Commercial Farmers' Union of Zimbabwe

Commercial Farmers' Union of Zimbabwe

***The views expressed in the articles published on this website DO NOT necessarily express the views of the Commercial Farmers' Union.***

ICT device boost for farmers

ICT device boost for farmers

Herald 19 September 2017

Elita Chikwati Senior Reporter
FARMERS can now monitor their farming operations even when they are not on the farm, thanks to an innovation by a local technology company, Rubiem Group.

The company has developed a system, Murimi/Umlimi Farm Enterprise, that can be used to manage irrigation, tobacco curing and for security. It senses temperature, water levels, heat and moisture content in the field, among others and sends signal to the farmer through messages on mobile phones.

The system does not require smartphones, but ordinary cellphones. The gadget is powered by a battery. Farmers can buy the unit and service and pay unit subscriptions. Rubiem innovator, Mr Fact Musingarimi told The Herald yesterday, the system can work with any mobile network operator and does not require Internet connection.

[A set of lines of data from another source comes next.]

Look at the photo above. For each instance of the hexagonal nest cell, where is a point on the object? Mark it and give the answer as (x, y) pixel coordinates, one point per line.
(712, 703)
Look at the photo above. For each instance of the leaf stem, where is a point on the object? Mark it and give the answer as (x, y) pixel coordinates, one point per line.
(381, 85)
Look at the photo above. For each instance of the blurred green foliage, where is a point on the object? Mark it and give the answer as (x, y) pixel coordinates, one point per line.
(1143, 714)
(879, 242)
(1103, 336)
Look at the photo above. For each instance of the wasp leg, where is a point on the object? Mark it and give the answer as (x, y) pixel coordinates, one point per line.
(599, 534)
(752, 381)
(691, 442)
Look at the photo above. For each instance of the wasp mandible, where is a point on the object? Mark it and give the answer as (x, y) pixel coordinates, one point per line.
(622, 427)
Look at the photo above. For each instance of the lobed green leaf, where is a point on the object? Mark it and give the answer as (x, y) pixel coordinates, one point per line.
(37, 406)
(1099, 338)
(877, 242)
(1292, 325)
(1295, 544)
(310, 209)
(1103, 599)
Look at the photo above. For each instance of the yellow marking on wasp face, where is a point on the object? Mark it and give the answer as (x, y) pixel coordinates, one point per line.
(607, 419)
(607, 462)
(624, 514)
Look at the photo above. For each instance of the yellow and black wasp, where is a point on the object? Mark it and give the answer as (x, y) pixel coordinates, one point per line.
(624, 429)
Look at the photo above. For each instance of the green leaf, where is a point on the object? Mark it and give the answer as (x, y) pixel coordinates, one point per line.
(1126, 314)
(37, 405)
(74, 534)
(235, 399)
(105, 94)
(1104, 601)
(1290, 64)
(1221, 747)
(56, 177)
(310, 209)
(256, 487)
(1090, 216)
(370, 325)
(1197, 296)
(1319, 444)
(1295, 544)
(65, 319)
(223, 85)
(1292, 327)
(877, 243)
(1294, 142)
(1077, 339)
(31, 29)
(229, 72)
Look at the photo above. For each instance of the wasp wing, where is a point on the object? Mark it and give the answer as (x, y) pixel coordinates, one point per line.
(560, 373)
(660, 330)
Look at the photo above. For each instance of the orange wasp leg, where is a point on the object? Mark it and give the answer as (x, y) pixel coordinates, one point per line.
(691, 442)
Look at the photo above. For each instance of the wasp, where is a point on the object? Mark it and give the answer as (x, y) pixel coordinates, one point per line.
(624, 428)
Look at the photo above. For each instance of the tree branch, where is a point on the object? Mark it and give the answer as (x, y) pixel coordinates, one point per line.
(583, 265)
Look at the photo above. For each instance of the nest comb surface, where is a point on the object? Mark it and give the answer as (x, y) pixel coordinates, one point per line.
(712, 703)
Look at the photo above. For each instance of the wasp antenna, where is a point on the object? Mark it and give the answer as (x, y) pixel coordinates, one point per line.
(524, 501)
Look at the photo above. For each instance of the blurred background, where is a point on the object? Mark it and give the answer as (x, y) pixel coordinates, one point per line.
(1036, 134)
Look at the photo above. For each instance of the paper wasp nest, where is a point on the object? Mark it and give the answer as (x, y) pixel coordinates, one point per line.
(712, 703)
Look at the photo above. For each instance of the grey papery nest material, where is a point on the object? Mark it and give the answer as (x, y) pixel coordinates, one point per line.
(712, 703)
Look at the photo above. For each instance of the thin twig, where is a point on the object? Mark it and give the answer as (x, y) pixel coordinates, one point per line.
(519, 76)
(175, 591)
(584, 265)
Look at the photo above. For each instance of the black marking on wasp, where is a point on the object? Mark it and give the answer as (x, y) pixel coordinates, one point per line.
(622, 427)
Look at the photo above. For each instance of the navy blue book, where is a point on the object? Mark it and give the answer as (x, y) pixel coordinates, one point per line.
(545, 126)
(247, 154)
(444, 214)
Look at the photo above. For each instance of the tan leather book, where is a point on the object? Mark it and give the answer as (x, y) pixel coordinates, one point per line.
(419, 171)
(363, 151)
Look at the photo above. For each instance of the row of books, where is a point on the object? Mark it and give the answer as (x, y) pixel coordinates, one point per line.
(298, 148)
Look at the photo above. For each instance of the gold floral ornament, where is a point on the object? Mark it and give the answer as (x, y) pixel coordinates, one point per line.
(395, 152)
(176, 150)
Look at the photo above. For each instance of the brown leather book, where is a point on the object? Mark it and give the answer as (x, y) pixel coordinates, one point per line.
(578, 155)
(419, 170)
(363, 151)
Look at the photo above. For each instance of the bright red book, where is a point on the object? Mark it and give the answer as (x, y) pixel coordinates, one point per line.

“The gadget picks up a signal and sends notification to intended recipients. Murimi/Umlimi helps tobacco growers to cure their crop. “Most of the tobacco producers do not have standard barns and this affects the quality of the crop. “This system has a sensor that can help the farmer to manage the heat in the barn without having to open the barn.

“When the heat levels drop or pick up the system sends a text message to the farmer and he/she can adjust. The system can also be programmed so that it functions according to the type of tobacco being cured and the desired result,” he said. The system also captures and stores data and enhances record keeping. “The system easily tracks costs, revenue, profit, among other operations and dates.

“The farm manager can also feed in the data and the farm owner can receive the information. Rubiem director, Dr Dennis Magaya, said the system was developed locally using local resources. “Instead of importing software, Government can simply let locals develop software. “Why should we spend millions on importing software when locals can develop. “It is prudent that Government funds locals to develop software,” he said.